Oireachtas Joint and Select Committees
Tuesday, 8 July 2025
Joint Oireachtas Committee on Housing, Local Government and Heritage
Priorities of the Department of Housing, Local Government and Heritage: Minister for Housing, Local Government and Heritage
2:00 am
James Browne (Wexford, Fianna Fail) | Oireachtas source
I am certainly treating the housing crisis we are in as a national emergency. That is why I am making rapid decisions in terms of what we can do to address the housing crisis and to get as many houses and apartments built as quickly as possible. I agree that planning should be before people. That is why we are reforming our planning development laws. I want to get to a situation where, when a planner looks at an application, it is not a question of why he or she should say “Yes”, but whether there is a reason to say “No”. In other words, the assumption should be that planning should be permitted. In a lot of other countries, when a development plan is done, has been through public consultation and certain areas are marked for housing, for example, it is an administrative process after that. In Ireland, however, I find the situation is like restarting the whole thing again through complex planning permission. I want to simplify the entire process.

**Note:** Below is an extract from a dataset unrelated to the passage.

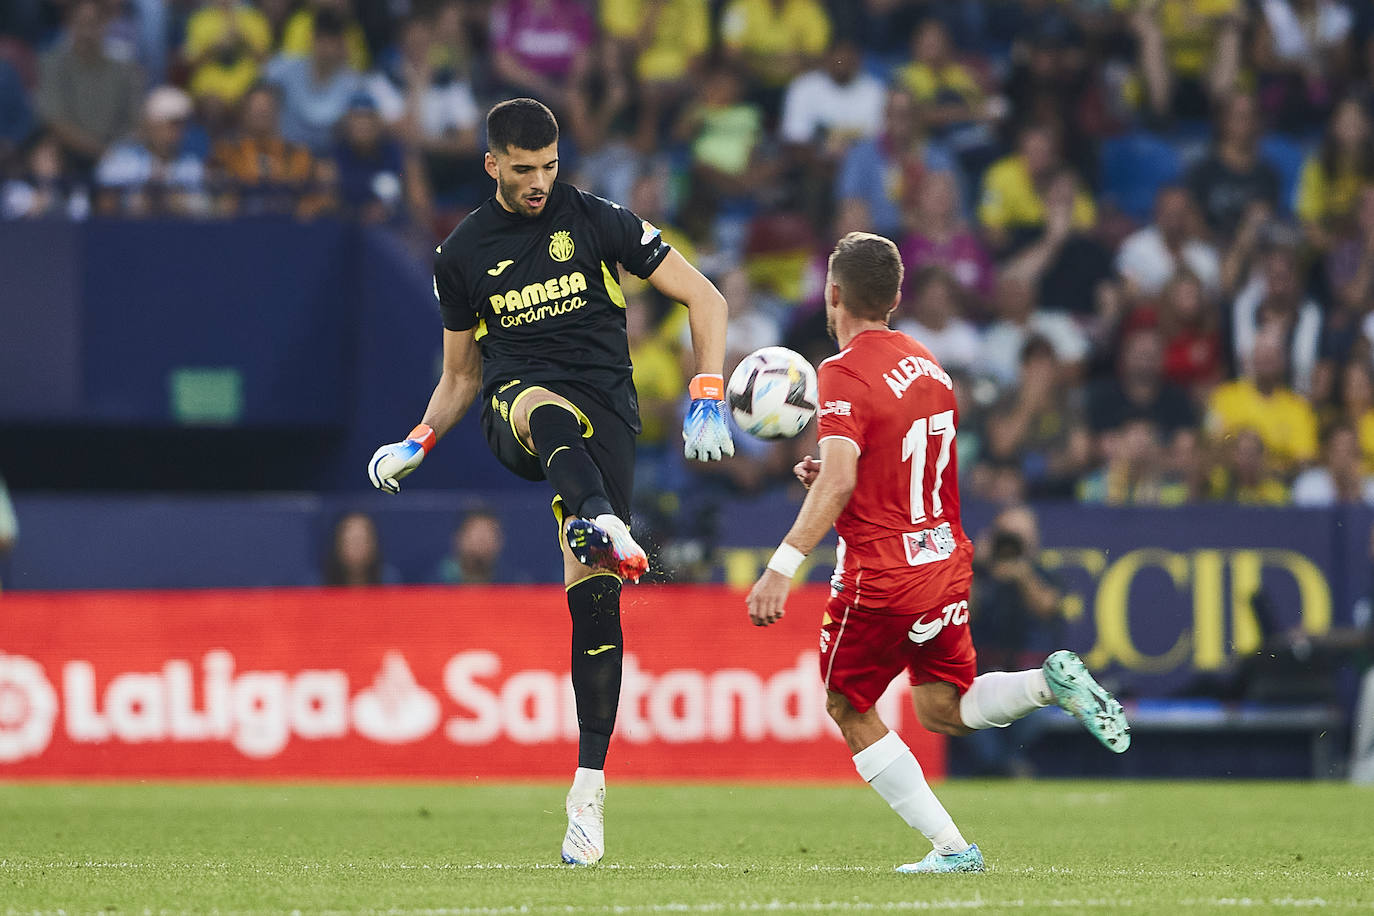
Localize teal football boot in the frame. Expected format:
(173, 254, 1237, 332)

Population caps are artificially high across the country, particularly in areas of high growth, because our existing national planning framework did not anticipate the population increases we now have. I will be writing to the local authorities in the next couple of weeks under the new national planning framework to ask them to significantly increase the amount of land they are zoning in their areas for homes. That should alleviate the situation in many of those areas where there are population caps and where people are seeing problems with planning as a result of those planning caps.
Taxation is a matter for the Minister, Deputy Paschal Donohoe, and the Department of Finance. It is not a lever I have within the Department of housing. We have done the levies exemption, which lasted for a considerable amount of time. People were aware and took advantage of it. I do not propose giving another levy exemption because I find that if you start rolling these exemptions over, they become, if you like, priced in to the system. When an exemption is provided, it has to be for a limited period of time and not repeated for a substantial time after that. I do not intend to give another levy exemption again, certainly not in the near future.